Le commerce longue distance utilisant le chemin de fer BTK a été très actif en 2018. À titre d’exemple, en juillet 2018, une cargaison de fer et d’acier a été chargée quittant Magnitogorsk-Gruzovo et a atteint Payas en Turquie du Sud après avoir parcouru 5 000 kilomètres en 17 jours. Outre le commerce longue distance, l’activité entre les petits pays le long de la route BTK a aussi augmenté en 2018. Par exemple, le commerce entre Astana et Ankara est en plein essor depuis le début du chemin de fer. Jusqu’à présent, 110 000 tonnes de marchandises ont été transportées par le chemin de fer BTK entre ces deux pays. 

De même, le transport de passagers a augmenté de près de 50% de 2017 à 2018 dans le port de Bakou. À la fin du premier semestre de 2018, 45 000 passagers avaient été transportés par le port de commerce maritime international de Bakou. Fin 2018, ce nombre est estimé à 92 000 passagers. Actuellement, le port peut accueillir 150 000 passagers. De nouveaux trains de voyageurs sont également à l’horizon. De nouveaux trains reliant les pays BTK ont été lancés au troisième trimestre 2019.

Pour répondre à la demande accrue de passagers, la société des chemins de fer azerbaïdjanais a signé un contrat de 133 millions de dollars avec Swiss Stadler pour l’achat de 30 wagons (qui a ensuite été renégocié et réduit à 20). Les tests de vitesse ont été achevés début 2019. Deux locomotives de la société française Alstom Transportation SA ont été achetées en octobre 2017, mais pour une solution plus abordable et durable, il a été décidé à l’avenir de fabriquer des locomotives localement. À cette fin, le 5 décembre 2018, le ministre turc des transports et des infrastructures a annoncé que la Turquie et l’Azerbaïdjan produiraient conjointement des wagons de marchandises pour BTK.

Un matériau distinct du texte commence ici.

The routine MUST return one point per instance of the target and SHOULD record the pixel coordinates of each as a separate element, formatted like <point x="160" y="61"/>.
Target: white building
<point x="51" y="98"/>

Pour l’avenir, BTK offrira sans doute aux pays concernés et à leurs voisins des opportunités économiques et politiques historiques. La coopération économique apportera la prospérité aux économies et aux populations locales à croissance rapide de la région, ainsi que le rapprochement des pays et, espérons-le, la création d’un environnement de paix et de coopération durable.